Quali aspetti entrano in gioco nel momento in cui un individuo affronta un «compito» cioè una situazione problematica che deve essere risolta?
Insieme dei contenuti disponibili: le competenze
e le conoscenze individuali in qualsiasi campo specifico (lingua , matematica, scienze….) sono legate direttamente al retroterra educativo, personale e culturale. Contenuti che siano poco familiari all’individuo possono richiedere un tale sforzo per essere padroneggiati, da limitare la possibilità di cogliere precise indicazioni sulle funzioni ed operazioni cognitive implicate.
Modalità o linguaggio nell'espressione dell'atto mentale: le modalità
che possono essere verbali, figurative, numeriche, simboliche, grafiche .. o una combinazione di questi od altri codici, influenzano le prestazioni di ogni individuo. Il parametro della modalità è importante in quanto le capacità di elaborazione espresse da un soggetto riguardo ad un’unica modalità
possono non riflettere
la sua capacità rispetto ad un’altra modalità. Ad esempio , un soggetto può essere capace di risolvere un’operazione matematica con successo quando questa viene presentata in forma numerica e fallire rispetto allo stesso problema
formulato con modalità verbale.
Fasi delle Funzioni Cognitive richieste dall’atto mentale
: è
possibile ascrivere le difficoltà del soggetto alle singole fasi di Input - Elaborazione - Output. La quantità di intervento necessaria può essere valutata con maggiore esattezza attraverso una analisi dell’atto mentale all’interno delle tre fasi.
Operazioni cognitive richieste dall'atto mentale: l’atto mentale deve essere analizzato in relazione alle strategie e le regole mediante le quali l’informazione è organizzata, trasformata, manipolata e rappresentata per generare una nuova informazione. Delle operazioni possono essere relativamente semplici (identificazioni o confronto...), o complesse
(pensiero analogico, transitivo, moltiplicazione logica). Quando l’insegnante afferma di un allievo: «non è capace di cogliere relazioni» si riferisce a questo aspetto e …..si trova di fronte a una richiesta di «mediazione» inespressa.

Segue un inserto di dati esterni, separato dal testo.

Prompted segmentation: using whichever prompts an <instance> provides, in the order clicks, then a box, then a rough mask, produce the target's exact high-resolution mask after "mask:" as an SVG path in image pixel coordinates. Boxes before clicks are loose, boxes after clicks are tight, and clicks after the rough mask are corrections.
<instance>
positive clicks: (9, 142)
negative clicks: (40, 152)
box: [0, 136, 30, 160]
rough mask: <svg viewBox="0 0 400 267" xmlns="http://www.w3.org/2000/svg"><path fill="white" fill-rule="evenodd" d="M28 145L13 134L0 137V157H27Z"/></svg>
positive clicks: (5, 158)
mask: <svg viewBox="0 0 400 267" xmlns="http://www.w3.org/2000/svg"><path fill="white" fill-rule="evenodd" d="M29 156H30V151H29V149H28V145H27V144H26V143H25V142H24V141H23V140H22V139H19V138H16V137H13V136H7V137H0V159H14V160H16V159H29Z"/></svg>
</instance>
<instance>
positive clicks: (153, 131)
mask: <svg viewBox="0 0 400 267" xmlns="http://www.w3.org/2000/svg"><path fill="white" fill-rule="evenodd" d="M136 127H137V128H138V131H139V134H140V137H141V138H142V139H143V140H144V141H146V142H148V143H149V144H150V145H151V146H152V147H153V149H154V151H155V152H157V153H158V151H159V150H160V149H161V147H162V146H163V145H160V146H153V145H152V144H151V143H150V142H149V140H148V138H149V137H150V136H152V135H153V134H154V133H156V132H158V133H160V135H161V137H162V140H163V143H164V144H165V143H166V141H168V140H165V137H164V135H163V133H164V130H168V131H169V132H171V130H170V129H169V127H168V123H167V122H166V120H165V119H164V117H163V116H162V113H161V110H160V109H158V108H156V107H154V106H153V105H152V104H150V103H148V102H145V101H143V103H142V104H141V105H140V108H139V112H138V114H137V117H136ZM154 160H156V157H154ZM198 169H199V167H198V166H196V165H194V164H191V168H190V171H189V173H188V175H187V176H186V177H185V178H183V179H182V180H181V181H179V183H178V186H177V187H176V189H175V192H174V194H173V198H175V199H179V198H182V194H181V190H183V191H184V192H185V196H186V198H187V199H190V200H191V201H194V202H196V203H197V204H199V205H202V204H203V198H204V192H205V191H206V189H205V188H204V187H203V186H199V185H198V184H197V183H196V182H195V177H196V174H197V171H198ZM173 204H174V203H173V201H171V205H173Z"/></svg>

Livello di complessità: il compito è analizzato attraverso il numero di unità di informazioni che contiene e il grado
di frequenza nell’ambito culturale . Il livello di complessità è dato dalla quantità e qualità delle informazioni implicate nell’atto mentale. Un esempio? Per noi leggere un romanzo
di seicento pagine
non è una gran fatica
ma un solo ideogramma cinese ci può mettere in difficoltà gravi. La complessità quindi non è solo un dato
quantitativo ma un rapporto tra quantità e qualità oggettiva/soggettiva del problema affrontato.
Livello di astrazione: questo parametro esprime la distanza tra l’atto mentale dato e l’oggetto o l’avvenimento sul quale esso opera. L’atto mentale che coglie la relazione fra oggetti è a livello di astrazione inferiore rispetto a quello
che si esplica nell’analizzare le relazioni tra relazioni.
Livello di efficienza dell'atto mentale: questo livello
può misurarsi attraverso un criterio oggettivo di rapidità e di precisione nell’esecuzione e attraverso un criterio soggettivo inerente la quantità di sforzo personale impiegato nella esecuzione del compito. La mancanza di efficienza può essere attribuita ad uno dei parametri esaminati o a più di uno, oppure ad una serie di fattori fisici, ambientali, affettivi e motivazionali che possono essere transitori o più insidiosi e persistenti. Il livello di efficienza riflette anche altri fattori, ad esempio,
il grado di consolidamento di un apprendimento e la sua più o meno recente acquisizione.
La Carta Cognitiva è un utile strumento per la valutazione dinamica dei processi cognitivi ed ha un ruolo fondamentale:
nella preparazione dei materiali didattici e nel loro uso nel processo di valutazione;
negli interventi di apprendimento mediato;
nell’interpretazione delle prestazioni del soggetto.